You are viewing a plain text version of this content. The canonical link for it is here.
Posted to user@flink.apache.org by Fabian Hueske <fh...@gmail.com> on 2018/10/01 09:16:43 UTC

Re: Flink Scheduler Customization

Hi Ananth,

You can certainly do this with Flink, but there are no built-in operators
for this.
What you probably want to do is to compare the timestamp of the event with
the current processing time and drop the record if it is too old.
If the timestamp is encoded in the record, you can do this in
FilterFunction or a FlatMapFunction.

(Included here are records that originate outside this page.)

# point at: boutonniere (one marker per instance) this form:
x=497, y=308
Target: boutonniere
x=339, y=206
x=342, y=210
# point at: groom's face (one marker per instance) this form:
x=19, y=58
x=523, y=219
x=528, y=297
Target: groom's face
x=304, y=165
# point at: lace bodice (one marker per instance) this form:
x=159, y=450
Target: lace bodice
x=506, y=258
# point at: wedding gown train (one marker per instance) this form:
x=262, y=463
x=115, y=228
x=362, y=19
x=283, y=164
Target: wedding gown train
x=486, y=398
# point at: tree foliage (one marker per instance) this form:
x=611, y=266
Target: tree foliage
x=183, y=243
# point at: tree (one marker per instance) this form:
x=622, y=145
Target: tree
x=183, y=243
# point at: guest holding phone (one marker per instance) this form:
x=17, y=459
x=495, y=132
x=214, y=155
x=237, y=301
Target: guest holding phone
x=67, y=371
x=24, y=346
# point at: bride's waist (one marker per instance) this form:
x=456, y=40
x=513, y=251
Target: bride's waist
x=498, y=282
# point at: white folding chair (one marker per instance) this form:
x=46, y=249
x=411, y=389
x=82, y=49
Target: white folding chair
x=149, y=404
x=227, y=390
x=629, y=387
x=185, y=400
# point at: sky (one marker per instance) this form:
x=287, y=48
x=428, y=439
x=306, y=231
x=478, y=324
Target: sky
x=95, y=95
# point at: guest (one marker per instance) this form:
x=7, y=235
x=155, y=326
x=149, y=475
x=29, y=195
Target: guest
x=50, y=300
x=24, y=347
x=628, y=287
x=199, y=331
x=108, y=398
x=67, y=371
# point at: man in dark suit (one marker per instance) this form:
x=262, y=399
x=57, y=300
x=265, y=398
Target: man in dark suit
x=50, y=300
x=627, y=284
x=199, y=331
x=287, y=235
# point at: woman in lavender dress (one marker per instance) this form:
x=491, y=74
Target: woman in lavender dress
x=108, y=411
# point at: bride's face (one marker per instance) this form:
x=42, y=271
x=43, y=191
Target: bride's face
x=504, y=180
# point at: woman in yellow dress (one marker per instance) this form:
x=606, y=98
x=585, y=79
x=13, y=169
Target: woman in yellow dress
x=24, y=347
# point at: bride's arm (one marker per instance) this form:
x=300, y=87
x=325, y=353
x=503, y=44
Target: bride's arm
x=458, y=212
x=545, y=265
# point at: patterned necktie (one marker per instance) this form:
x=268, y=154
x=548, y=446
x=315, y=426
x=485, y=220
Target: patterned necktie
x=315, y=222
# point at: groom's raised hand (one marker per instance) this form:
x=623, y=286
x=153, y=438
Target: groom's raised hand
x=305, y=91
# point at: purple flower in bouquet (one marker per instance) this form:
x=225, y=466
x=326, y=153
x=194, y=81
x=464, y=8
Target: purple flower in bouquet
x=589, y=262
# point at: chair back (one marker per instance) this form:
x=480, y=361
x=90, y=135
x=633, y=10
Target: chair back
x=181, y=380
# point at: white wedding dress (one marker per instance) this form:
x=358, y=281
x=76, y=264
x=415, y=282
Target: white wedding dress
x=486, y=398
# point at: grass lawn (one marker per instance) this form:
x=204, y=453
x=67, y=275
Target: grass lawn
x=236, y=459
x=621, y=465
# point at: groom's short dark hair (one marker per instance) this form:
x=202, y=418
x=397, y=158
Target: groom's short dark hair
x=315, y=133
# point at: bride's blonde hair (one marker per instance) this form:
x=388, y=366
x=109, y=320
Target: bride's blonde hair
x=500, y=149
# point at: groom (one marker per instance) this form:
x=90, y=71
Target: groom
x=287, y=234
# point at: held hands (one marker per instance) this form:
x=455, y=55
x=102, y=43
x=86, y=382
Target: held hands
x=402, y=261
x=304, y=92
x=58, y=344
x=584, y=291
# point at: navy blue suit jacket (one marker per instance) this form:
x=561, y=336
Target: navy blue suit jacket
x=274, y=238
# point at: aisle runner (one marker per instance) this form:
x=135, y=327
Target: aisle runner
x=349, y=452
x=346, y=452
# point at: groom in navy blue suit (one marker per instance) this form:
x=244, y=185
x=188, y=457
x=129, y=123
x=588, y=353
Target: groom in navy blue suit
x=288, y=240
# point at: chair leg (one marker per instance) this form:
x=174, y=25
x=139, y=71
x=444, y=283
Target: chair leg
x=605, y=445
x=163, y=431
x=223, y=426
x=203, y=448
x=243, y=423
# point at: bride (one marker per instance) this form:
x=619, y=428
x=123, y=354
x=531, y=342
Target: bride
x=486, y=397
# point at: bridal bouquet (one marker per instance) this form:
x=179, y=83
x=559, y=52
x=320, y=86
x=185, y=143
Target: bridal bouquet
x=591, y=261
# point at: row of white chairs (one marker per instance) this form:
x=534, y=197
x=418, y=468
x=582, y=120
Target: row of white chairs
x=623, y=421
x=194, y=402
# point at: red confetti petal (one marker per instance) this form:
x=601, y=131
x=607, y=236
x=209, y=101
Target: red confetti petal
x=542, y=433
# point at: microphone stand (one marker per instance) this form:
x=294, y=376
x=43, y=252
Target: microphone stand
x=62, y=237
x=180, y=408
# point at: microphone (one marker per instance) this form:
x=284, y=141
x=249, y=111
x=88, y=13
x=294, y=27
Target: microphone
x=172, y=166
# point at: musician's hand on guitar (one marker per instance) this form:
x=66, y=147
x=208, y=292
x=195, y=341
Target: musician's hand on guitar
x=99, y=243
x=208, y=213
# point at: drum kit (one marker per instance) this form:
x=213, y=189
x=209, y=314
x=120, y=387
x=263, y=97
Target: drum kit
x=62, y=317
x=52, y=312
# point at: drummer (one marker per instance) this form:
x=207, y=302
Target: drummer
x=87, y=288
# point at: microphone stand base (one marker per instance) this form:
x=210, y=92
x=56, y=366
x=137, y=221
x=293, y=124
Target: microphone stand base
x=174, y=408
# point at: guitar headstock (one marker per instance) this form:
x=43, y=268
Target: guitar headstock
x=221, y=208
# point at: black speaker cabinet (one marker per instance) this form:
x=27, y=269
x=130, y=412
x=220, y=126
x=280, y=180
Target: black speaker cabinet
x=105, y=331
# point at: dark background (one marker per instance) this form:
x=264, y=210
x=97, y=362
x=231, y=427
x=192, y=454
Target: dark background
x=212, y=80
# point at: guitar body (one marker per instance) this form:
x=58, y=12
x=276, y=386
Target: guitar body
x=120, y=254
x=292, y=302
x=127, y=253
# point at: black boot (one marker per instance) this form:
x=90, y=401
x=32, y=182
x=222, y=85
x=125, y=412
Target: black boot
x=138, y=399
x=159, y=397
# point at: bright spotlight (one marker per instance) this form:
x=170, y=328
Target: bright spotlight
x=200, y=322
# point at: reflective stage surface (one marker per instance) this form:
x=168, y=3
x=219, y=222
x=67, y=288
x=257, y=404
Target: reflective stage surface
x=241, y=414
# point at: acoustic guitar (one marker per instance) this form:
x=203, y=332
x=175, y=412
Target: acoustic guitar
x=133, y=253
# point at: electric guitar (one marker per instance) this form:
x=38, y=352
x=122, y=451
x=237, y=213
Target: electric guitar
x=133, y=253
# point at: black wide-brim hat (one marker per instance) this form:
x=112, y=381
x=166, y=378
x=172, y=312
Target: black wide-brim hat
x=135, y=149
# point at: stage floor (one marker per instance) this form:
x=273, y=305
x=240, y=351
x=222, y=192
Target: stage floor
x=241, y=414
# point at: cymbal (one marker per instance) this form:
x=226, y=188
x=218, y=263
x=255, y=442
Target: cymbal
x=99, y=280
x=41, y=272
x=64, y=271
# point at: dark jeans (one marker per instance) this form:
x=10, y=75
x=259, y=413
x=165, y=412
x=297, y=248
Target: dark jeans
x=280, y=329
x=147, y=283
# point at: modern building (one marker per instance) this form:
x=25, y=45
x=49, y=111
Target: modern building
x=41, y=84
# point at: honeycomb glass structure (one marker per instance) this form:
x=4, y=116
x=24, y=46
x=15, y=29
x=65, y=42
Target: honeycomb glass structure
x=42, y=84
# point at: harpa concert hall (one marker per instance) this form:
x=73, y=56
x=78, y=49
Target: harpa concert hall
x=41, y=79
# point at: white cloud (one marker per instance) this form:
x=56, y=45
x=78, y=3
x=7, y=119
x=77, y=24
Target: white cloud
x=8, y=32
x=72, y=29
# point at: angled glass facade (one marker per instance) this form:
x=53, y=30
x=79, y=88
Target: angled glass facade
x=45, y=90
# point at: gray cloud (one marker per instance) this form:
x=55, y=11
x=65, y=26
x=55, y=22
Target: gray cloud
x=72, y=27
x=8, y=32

If the timestamp is attached as
event-time timestamp, you can access it in a ProcessFunction.

Best, Fabian

Am Sa., 29. Sep. 2018 um 21:11 Uhr schrieb Ananth Durai <vananth22@gmail.com
>:

>
> I'm writing a Flink connector to write a stream of events from Kafka to
> Elastic Search. It is a typical metrics ingestion pipeline, where the
> latest metrics preferred over the stale data.
> What I mean by that, let's assume there was an outage of Elastic Search
> cluster for about 20 minutes, all the metrics backlogged in Kafka during
> that period. Once ES is available, the Flink stream will resume from the
> last offset checkpoint (correctly so) and try to catch up. Instead is their
> way we can customize flink stream to say if it detects significant backlog,
> skip over and consume from the latest offset, and schedule a separate
> backfill task for the backlogged 20 minutes?
>
> Regards,
> Ananth.P,
>
>
>
>
>
>

Re: Flink Scheduler Customization

Posted by Hequn Cheng <ch...@gmail.com>.
Hi Ananth,

> if it detects significant backlog, skip over and consume from the latest
offset, and schedule a separate backfill task for the backlogged 20 minutes?

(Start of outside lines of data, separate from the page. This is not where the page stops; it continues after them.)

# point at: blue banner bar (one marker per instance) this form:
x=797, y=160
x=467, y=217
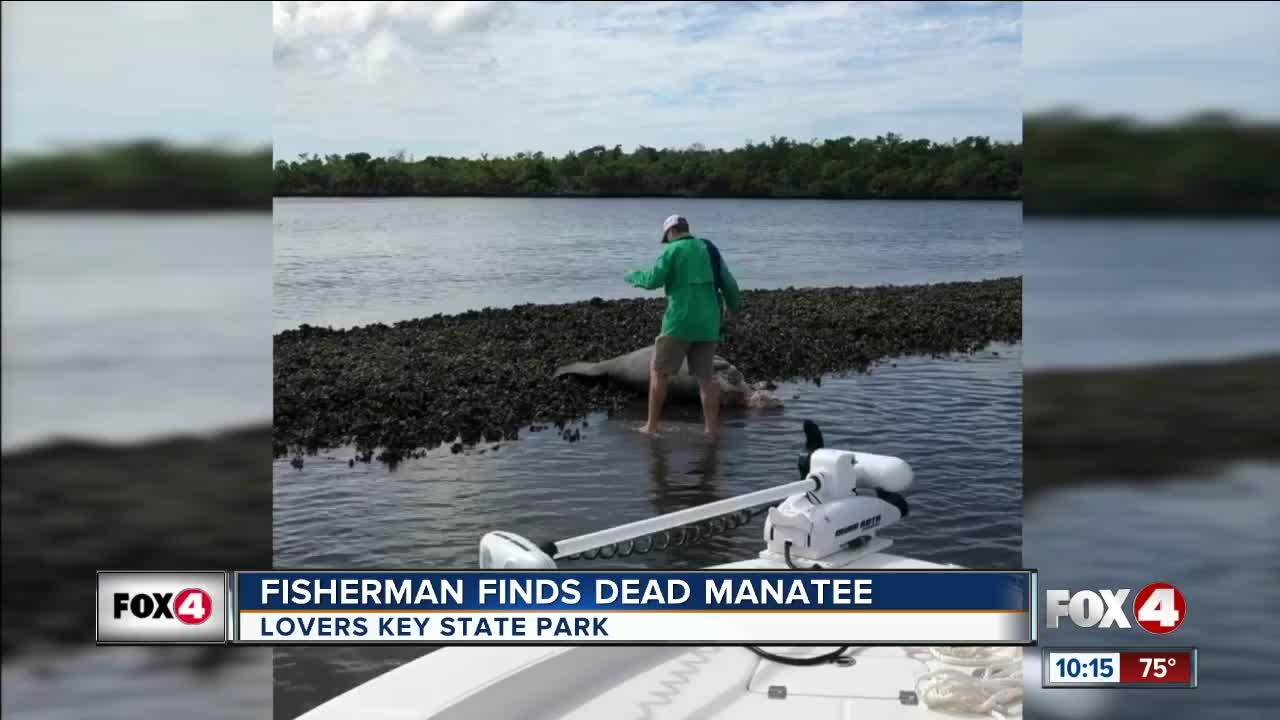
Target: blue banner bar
x=938, y=591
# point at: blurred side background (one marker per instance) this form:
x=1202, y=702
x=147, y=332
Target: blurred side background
x=1152, y=333
x=137, y=329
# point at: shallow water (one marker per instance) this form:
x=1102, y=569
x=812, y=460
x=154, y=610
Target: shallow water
x=132, y=683
x=126, y=327
x=1110, y=292
x=1217, y=540
x=355, y=261
x=1127, y=292
x=120, y=328
x=347, y=263
x=958, y=422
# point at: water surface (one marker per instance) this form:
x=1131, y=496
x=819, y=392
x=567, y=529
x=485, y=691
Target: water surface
x=1130, y=292
x=348, y=263
x=127, y=327
x=343, y=263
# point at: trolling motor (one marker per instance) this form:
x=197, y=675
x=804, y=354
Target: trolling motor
x=828, y=518
x=855, y=495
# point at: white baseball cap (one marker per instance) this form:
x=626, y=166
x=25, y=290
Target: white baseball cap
x=670, y=223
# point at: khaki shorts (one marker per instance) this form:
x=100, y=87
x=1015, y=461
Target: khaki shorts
x=670, y=354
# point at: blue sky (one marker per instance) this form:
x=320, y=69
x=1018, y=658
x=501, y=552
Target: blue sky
x=86, y=72
x=503, y=77
x=1157, y=60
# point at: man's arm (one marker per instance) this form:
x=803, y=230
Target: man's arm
x=652, y=279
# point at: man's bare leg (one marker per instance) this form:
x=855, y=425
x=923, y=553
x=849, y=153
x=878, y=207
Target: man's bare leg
x=657, y=397
x=711, y=405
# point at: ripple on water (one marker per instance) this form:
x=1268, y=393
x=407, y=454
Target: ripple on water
x=956, y=420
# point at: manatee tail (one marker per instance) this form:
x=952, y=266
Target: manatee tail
x=585, y=369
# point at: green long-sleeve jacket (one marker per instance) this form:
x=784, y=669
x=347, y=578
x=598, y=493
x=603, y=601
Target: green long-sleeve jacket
x=684, y=270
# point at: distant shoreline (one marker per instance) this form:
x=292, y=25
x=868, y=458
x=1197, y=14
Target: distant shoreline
x=1088, y=427
x=641, y=196
x=74, y=506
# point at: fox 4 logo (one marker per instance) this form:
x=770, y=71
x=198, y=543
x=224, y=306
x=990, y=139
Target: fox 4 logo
x=191, y=606
x=161, y=607
x=1159, y=607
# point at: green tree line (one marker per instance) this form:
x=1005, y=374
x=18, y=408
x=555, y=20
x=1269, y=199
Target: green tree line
x=1211, y=164
x=138, y=176
x=842, y=168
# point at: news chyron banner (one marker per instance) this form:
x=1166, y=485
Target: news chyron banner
x=816, y=607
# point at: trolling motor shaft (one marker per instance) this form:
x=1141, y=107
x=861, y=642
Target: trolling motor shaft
x=842, y=500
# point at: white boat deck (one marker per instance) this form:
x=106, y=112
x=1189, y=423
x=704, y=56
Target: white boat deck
x=622, y=683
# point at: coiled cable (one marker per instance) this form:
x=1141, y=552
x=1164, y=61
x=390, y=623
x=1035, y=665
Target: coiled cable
x=682, y=536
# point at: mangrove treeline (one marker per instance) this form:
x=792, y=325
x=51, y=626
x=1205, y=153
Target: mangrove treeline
x=1211, y=164
x=140, y=176
x=885, y=167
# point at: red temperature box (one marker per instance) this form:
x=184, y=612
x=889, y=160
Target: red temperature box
x=1159, y=666
x=1119, y=668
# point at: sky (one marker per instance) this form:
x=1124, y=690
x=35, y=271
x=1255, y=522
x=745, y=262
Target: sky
x=86, y=72
x=1159, y=60
x=464, y=78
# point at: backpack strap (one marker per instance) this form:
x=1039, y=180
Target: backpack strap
x=716, y=263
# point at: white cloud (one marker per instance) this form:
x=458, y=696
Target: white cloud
x=1156, y=60
x=83, y=72
x=502, y=77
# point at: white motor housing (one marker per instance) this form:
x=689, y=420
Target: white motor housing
x=816, y=531
x=508, y=551
x=842, y=472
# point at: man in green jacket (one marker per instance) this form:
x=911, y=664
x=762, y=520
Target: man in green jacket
x=695, y=278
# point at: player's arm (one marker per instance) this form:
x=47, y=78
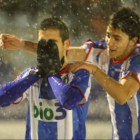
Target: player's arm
x=9, y=41
x=74, y=94
x=121, y=91
x=11, y=91
x=76, y=53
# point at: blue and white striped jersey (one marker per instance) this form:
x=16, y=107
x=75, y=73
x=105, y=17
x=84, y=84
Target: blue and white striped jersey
x=125, y=118
x=46, y=118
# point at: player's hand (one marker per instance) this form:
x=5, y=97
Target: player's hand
x=9, y=41
x=83, y=65
x=48, y=61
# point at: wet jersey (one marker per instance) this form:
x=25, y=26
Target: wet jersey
x=125, y=118
x=46, y=117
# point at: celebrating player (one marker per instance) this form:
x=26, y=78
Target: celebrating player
x=58, y=100
x=116, y=66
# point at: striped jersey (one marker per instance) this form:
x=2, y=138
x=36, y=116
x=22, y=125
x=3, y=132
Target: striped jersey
x=125, y=118
x=46, y=118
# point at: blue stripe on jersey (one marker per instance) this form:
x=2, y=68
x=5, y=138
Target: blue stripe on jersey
x=46, y=91
x=114, y=70
x=47, y=130
x=123, y=121
x=28, y=127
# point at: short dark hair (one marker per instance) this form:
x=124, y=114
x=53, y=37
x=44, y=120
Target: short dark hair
x=55, y=23
x=128, y=21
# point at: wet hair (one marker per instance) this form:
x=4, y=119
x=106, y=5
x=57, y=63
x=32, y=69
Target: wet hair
x=55, y=23
x=128, y=21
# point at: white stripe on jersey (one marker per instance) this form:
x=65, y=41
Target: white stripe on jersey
x=134, y=114
x=113, y=116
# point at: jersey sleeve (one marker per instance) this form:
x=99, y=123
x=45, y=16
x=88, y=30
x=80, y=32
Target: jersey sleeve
x=93, y=50
x=134, y=68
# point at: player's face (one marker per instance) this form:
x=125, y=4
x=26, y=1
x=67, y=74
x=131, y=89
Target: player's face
x=118, y=43
x=54, y=34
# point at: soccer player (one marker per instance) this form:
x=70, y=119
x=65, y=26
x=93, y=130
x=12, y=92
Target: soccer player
x=116, y=66
x=58, y=100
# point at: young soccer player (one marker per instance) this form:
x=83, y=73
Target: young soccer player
x=116, y=66
x=58, y=100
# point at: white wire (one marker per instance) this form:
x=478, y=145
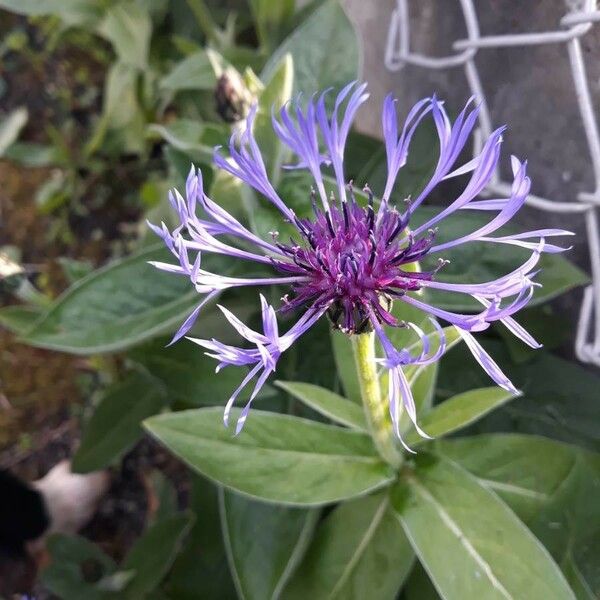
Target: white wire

Fabian is right, there is no built-in operators for this.
If you don't care about Watermark, I think we can implement it with a
custom source which can sleep or consume data within a time range.

The job looks like:
Source1(s1) ->
                         Union -> Sink
Source2(s2) ->

The job works as follows:
- t1: s1 working, s2 sleep
- t2: There is an outage of Elastic Search cluster
- t3: ES is available. s1 resume from t1 and end with t3. s2 start from t3
directly.
- t4: s1 sleep, s2 working

To achieve this, we should also find a way to exchange progresses between
the two sources. For example, sync source status with a Hbase or a Mysql
Table.

Best, Hequn


On Mon, Oct 1, 2018 at 5:17 PM Fabian Hueske <fh...@gmail.com> wrote:

> Hi Ananth,
>
> You can certainly do this with Flink, but there are no built-in operators
> for this.
> What you probably want to do is to compare the timestamp of the event with
> the current processing time and drop the record if it is too old.
> If the timestamp is encoded in the record, you can do this in
> FilterFunction or a FlatMapFunction. If the timestamp is attached as
> event-time timestamp, you can access it in a ProcessFunction.
>
> Best, Fabian
>
> Am Sa., 29. Sep. 2018 um 21:11 Uhr schrieb Ananth Durai <
> vananth22@gmail.com>:
>
>>
>> I'm writing a Flink connector to write a stream of events from Kafka to
>> Elastic Search. It is a typical metrics ingestion pipeline, where the
>> latest metrics preferred over the stale data.
>> What I mean by that, let's assume there was an outage of Elastic Search
>> cluster for about 20 minutes, all the metrics backlogged in Kafka during
>> that period. Once ES is available, the Flink stream will resume from the
>> last offset checkpoint (correctly so) and try to catch up. Instead is their
>> way we can customize flink stream to say if it detects significant backlog,
>> skip over and consume from the latest offset, and schedule a separate
>> backfill task for the backlogged 20 minutes?
>>
>> Regards,
>> Ananth.P,
>>
>>
>>
>>
>>
>>